The challenge of being next to the metro network has turned out to be a boon for the building’s seven levels of office spaces. Aurora Melbourne Central is now one of the city’s best-connected developments, boasting direct underground access to the concourse of the Melbourne Central Station. Capitalising on the plot’s location beside the city’s retail precinct, the building was programmed to have retail spaces on both ground and subterranean levels, for a lettable area of approximately 3,500 sqm. On basement level, the building’s retail concourse connects directly to the metro network. On ground level, retail tenancies feature direct frontage onto La Trobe Street, Little La Trobe Street, and a new laneway. This three-block link has been envisaged to teem with cafes and F&B operators, further activating Melbourne’s laneway culture.
Aurora Melbourne Central’s 959 residential apartments and 252 serviced apartments begin at level 10. Fitted out in Snaidero joinery from Italy, the homes have been programmed as a series of low-rise, mid-rise and high-rise stacks, each with its own lifting service. This creates a series of vertical communities with their own communal amenities, from swimming pools and gyms to movie rooms and karaoke lounges. “It’s really a chance to test our ideas around the vertical community and to see them in action: how residents can live in a way that has the advantages of being in the city, living in the city, but sharing in all those communal facilities,” says Smith.

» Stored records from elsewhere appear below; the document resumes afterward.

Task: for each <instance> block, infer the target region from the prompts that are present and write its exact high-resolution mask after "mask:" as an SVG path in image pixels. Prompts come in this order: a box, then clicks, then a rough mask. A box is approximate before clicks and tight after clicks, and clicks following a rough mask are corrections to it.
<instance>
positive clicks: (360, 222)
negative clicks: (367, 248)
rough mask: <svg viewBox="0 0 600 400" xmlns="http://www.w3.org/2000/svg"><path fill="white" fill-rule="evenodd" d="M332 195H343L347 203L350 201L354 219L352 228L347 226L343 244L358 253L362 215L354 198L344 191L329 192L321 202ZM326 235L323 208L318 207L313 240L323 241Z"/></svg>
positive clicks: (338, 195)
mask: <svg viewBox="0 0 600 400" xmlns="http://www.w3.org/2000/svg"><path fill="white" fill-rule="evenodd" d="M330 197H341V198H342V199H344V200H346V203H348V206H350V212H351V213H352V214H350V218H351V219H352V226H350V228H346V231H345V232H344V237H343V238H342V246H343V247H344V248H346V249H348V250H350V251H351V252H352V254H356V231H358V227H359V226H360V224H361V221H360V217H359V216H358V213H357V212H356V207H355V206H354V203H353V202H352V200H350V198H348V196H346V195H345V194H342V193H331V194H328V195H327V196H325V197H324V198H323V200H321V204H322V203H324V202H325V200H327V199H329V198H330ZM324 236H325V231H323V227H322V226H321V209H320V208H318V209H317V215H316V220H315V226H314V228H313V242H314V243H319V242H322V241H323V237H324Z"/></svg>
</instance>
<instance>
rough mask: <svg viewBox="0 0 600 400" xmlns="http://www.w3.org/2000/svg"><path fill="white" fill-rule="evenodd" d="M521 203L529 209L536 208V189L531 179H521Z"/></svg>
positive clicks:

A lot of engineering work was done to work out how we could put a very tall building next to an underground train station without impacting on any of the service through that tunnel
The building’s relatively shallow floor plates invite optimum levels of natural light into the apartments. A high-performing low-E double-glazed system regulates the building’s internal environment to ambient conditions, while sophisticated centralised plant systems prevent low efficiency per unit of air-conditioning. A series of heat exchangers move the heat and coolness around the building in response to different heat loads.
All separable portions of the AUD750m project have been handed over, announced Anwar Syahrin Abdul Ajib, managing director and chief executive officer of UEM Sunrise, in November. “Strong settlement” of UEM Sunrise’s projects in Australia, which include the Melbourne high-rise Conservatory, drove revenues up to that point.
Vertical projects with a range of multigenerational apartments like Aurora Melbourne Central are only poised to prosper in Melbourne. While more than 220,000 people work within the CBD, only about 22,000 people have been able to live in it.
“I think in Melbourne, the big change over the last five years has been a much broader acceptance of apartment living as a way of delivering on the benefits of being in the inner city, staying close to friends and families,” says Smith. “That’s a trend that’s very much alive in Southeast Asia and something that’s really growing here in Melbourne.”
Residents are set to continue moving into the sold-out Aurora Melbourne Central homes in 2020. The building’s New Year’s Eve light show will also flicker for the rest of the year, akin to the nightly Symphony of Lights along Victoria Harbour in Hong Kong.
For Smith and his colleagues at Elenberg Fraser, the flowering of a 21st-century Australian landmark is a continuous source of pride. “As you move around the city and as an architect, you work so closely on these buildings, but then suddenly to step back and see the project in the larger context of the city,” says Smith. “That’s something that’s really quite special to me.”